Eldest daughter of Victor-Amédée II (1666-1732) and Anne-Marie d'Orléans (1669-1728), the niece of Louis XIV, the young Savoyard princess was born on December 6, 1685, three years after her future husband . She arrived in Versailles on November 8, 1696 and the Duchess of Lude became her lady of honor. It is not until the legal age of 12 for the marriage to take place, with the addition of a consanguinity exemption and an Advent dispensation. In his diary, the Marquis de Dangeau describes the rest of the festivities: “After mass there was a great feast of the royal household in the room of the Duchess of Burgundy; the table was made of a horseshoe […] and at eight o'clock we returned to the living room at the end of the gallery, towards the apartment of the Duchess of Burgundy, from where we saw a magnificent fire. artifice which was at the end of the Swiss room. "Balls and an opera follow one another until Christmas. This public event is represented in several engravings, notably in the ’Royal Almanac. Dauphine de France in 1711, the princess died of a measles epidemic on February 12, 1712, six days before her husband. They leave two sons to France, including the future Louis XV.

  • Versailles
  • wedding
  • Louis XIV
  • Saint-Simon (Louis de Rouvroy)
  • Marie-Adélaïde of Savoy
  • Louis de France (Duke of Burgundy)
  • Dolphin
  • Savoy
  • Augsburg League
  • Gobelins factory
  • Dangeau (marquis of)

Bibliography

Lucien BÉLY, International relations in Europe, 17th-18th centuries, Paris, PUF, 2001.

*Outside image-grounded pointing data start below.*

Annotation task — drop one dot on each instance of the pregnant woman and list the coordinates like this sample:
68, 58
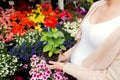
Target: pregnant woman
96, 56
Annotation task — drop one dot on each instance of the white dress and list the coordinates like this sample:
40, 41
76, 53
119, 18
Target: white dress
93, 36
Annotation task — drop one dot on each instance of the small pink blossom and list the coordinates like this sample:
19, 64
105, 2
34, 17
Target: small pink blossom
25, 65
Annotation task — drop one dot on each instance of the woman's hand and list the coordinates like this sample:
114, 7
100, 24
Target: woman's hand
56, 65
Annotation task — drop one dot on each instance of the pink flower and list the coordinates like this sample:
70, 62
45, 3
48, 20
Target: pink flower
25, 65
1, 36
33, 64
9, 37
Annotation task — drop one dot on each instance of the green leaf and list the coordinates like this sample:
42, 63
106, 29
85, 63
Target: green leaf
54, 30
47, 47
56, 51
44, 33
50, 41
60, 41
60, 34
43, 38
50, 53
49, 34
62, 47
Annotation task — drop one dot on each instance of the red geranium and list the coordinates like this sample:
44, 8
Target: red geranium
20, 23
50, 22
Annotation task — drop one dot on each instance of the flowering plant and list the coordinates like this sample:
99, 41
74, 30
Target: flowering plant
37, 32
8, 65
40, 71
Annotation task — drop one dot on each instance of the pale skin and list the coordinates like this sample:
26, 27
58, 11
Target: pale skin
102, 14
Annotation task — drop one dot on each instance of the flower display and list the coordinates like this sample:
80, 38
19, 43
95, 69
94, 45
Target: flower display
40, 70
20, 23
6, 34
29, 36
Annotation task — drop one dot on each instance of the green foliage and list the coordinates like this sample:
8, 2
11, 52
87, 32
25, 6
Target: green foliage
54, 40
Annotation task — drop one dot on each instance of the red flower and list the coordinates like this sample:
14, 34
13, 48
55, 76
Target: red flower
46, 9
50, 22
20, 23
17, 29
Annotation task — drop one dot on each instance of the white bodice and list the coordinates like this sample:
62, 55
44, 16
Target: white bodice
93, 35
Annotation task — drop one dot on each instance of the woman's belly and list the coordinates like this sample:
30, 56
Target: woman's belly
82, 51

Lucien BÉLY, Savoy between Bourbons and Habsbourg, Savoy in Europe, Proceedings of the XXXVIIIth congress of learned societies of Savoy, Moûtiers-Tarentaine, 2002, p. 225-236.

Lucien BÉLY, The Art of Peace in Europe: Birth of Modern Diplomacy 16th-18th century, Paris, PUF, 2015.

Roger DEVOS, Bernard GROSPERRIN, History of Savoy: Savoy from the Reformation to the French Revolutione, Rennes, West France, 1985.

Alexandre MARAL, The astonishing destiny of a temporary building: the royal chapel of Versailles between 1682 and 1710, Bulletin of the Research Center of the Palace of Versailles, 2011 [Online].

To cite this article

Stéphane BLOND, "Marriage of Louis de France, Duke of Burgundy and Marie-Adélaïde de Savoie"

Glossary

  • Dauphin: From 1349, the eldest son of the King of France, heir to the throne of France, bears the title of Dauphin. The wife of the Dauphin is called the Dauphine. By extension, we call "dolphin", the heir or successor of a person
  • League of Augsburg: War and conflict which opposes France to a European coalition from 1688 to 1697. For Louis XIV, it is a question of continuing a policy of annexations of territory
  • consanguinity: Relationship of kinship between descendants of a common close ancestor
  • Cardboard: Large drawing that serves as a model for the production of large-scale works: paintings, stained glass windows and tapestries.